Data Structures and Algorithms

Data Structures and Algorithms Dr. Ken Cosh Sorting

Review • Recursion • Tail Recursion • Non-tail Recursion • Indirect Recursion • Nested Recursion • Excessive Recursion

This week • Sorting Algorithms • The efficiency of many algorithms depends on the way data is stored. • Most data structures can be improved by ordering the data structure in some way. • This week we will investigate different approaches to sorting data.

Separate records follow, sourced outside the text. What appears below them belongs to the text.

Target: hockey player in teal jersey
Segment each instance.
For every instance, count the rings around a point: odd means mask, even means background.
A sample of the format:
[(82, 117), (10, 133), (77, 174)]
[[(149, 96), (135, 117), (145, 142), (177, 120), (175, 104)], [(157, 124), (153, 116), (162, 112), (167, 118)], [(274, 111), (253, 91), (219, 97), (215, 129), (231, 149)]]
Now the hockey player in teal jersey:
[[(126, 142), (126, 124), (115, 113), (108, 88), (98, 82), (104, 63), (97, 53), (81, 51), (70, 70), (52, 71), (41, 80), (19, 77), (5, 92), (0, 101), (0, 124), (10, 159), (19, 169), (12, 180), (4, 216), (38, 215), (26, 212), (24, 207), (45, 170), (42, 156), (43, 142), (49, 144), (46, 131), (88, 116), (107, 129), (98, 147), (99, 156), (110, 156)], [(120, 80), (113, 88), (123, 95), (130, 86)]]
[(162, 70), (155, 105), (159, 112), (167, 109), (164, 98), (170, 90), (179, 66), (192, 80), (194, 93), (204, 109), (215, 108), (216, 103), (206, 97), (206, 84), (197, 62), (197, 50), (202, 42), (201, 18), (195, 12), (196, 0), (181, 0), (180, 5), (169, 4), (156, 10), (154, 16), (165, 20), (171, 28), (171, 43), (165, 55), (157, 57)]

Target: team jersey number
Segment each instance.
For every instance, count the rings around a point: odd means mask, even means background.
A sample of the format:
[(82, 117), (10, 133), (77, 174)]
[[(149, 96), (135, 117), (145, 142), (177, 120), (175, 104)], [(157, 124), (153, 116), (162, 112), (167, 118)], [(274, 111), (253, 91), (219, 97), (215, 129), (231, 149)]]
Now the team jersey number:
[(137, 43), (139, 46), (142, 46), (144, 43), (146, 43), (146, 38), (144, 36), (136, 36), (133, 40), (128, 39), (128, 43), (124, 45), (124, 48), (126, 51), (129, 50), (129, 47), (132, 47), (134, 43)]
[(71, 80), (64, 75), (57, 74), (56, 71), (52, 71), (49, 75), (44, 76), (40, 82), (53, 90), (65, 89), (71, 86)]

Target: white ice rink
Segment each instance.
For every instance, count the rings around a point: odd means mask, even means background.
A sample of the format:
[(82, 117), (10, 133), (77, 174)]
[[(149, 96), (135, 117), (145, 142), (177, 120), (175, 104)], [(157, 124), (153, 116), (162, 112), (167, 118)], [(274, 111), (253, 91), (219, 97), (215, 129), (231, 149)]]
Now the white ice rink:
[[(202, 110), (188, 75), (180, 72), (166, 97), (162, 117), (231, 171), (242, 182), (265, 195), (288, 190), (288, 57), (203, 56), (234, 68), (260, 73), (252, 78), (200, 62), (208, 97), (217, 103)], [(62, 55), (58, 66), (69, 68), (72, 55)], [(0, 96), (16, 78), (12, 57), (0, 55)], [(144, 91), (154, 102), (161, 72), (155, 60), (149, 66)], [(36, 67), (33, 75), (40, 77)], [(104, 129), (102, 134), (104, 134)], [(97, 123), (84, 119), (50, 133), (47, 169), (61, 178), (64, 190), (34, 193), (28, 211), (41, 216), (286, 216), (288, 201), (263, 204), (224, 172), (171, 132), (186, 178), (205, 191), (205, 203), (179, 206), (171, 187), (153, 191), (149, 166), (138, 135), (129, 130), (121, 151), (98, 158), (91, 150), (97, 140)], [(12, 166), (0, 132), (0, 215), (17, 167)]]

Sorting Criteria • The first step is to decide what to sort by; • numerical • alphabetical • ASCII codes

Algorithm Measures • Best Case • Often when data already sorted • Worst Case • Data completely disorganised, or in reverse order. • Average Case • Random order • Some sorting algorithms are the same for all three cases, others can be tailored to suit certain cases.

Sorting Algorithms • Sorting Algorithms are generally comprised of ‘comparisons’ and ‘movements’. • If the data being sorted is complicated (strings for example), then the comparison part can be more expensive. • If the data items are large, then the movement part can be more expensive.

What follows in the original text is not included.